Chris Williamson is a left-wing member of the British Parliament. If Jeremy Corbyn wins the next election and takes the Labour Party into power, Williamson will be one of the most senior government officials in the Home Office.

He'll be partly responsible for domestic national security, immigration, and any domestic crises that occur. The job requires intelligence, competence under pressure, and an ability to appraise reality for what it is.

Sadly, Williamson just showed that he lacks all of these qualities.

The proof came on Wednesday evening, when Williamson joined the BBC's flagship domestic news show. The topic? Venezuela.

This is a sensitive area for many British liberals.

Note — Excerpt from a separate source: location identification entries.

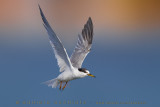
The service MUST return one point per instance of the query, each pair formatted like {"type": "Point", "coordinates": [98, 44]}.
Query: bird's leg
{"type": "Point", "coordinates": [64, 85]}
{"type": "Point", "coordinates": [60, 85]}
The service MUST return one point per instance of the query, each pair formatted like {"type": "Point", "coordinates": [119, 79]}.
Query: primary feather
{"type": "Point", "coordinates": [60, 52]}
{"type": "Point", "coordinates": [83, 46]}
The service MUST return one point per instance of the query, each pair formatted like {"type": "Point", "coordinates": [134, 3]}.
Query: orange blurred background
{"type": "Point", "coordinates": [115, 13]}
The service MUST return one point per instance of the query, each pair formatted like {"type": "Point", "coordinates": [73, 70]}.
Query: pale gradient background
{"type": "Point", "coordinates": [125, 55]}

With Venezuela now imploding, they are being forced to address their former praise of the Chavez-Maduro regime. For example, in 2013, Jeremy Corbyn lauded the Venezuelan state's "efficiency" in serving its people. To borrow from Shakespeare, that claim of efficiency savors but of shallow wit, now that hundreds of thousands more children are starving than smiling.

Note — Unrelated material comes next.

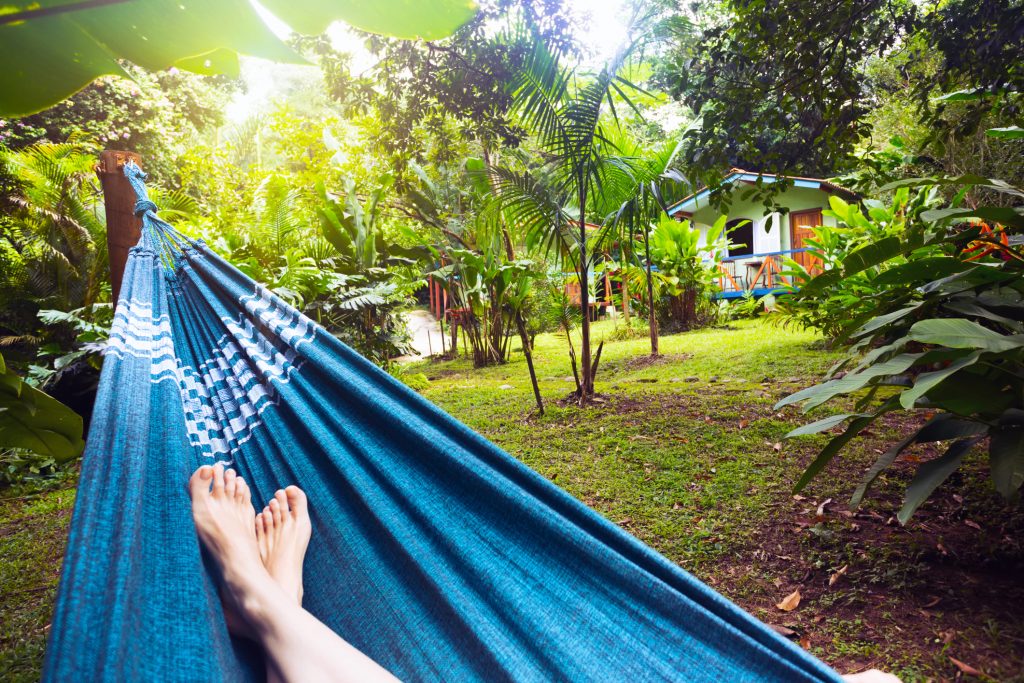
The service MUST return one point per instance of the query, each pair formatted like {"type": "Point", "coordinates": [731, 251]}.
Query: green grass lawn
{"type": "Point", "coordinates": [687, 454]}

Williamson, however, has no such shame.

Confronted by host Evan Davis, Williamson denied that Chavez or Nicolas Maduro are responsible for Venezuela's plight. Instead, he blamed the crisis on the "collapse in the oil price, and of course these violent protests, which have been aided and abetted by the United States of America." Williamson continued by offering an argument straight from the Maduro regime's propaganda, blaming business owners for the food shortages. They have, he said, "manufactured shortages, stopping production of products to create these shortages in the shops."

Davis seemed incredulous at this answer. He followed up, "Your response to seeing opposition leaders bundled out in the night ... is to condemn the United States?"

Perhaps realizing how idiotic his first answer sounded, Williamson then immediately denied what he had just said. "No, not at all. And that's unfair, Evan." He even offered one laughably qualified criticism of the regime, "They didn't do enough to diversify the economy."

Still, Williamson was just getting started. He lamented the "One-sided, one-eyed view" that blames Maduro for Venezuela's ills. Again, he complained about "the United States intervention there."

His hint at a violent U.S. intervention is, of course, bogus. Regardless, Williamson pushed on, attacking recently imposed U.S. sanctions on Maduro. "Clearly it can't be right ... to impose sanctions on the country. Surely it would be far better wouldn't it to actually try and bring the sides together? To facilitate talks and to encourage the right-wing opposition to stop these protests on the streets."

The absurdity of that statement is twofold. First, the sanctions are imposed on Maduro specifically, not Venezuela in general. Second, the Maduro regime is rounding up opposition leaders in the middle of the night. Perhaps that's what Williamson had in mind when he talks about trying to "bring the sides together?"

Regardless, there's an old lesson here. When it comes to economic reality and political ideology, the western far-left is profoundly immoral. As children starve in the nation with the world's largest oil reserves, Williamson and his comrades have a simple message for the Venezuelan people: "Let them eat ... nothing."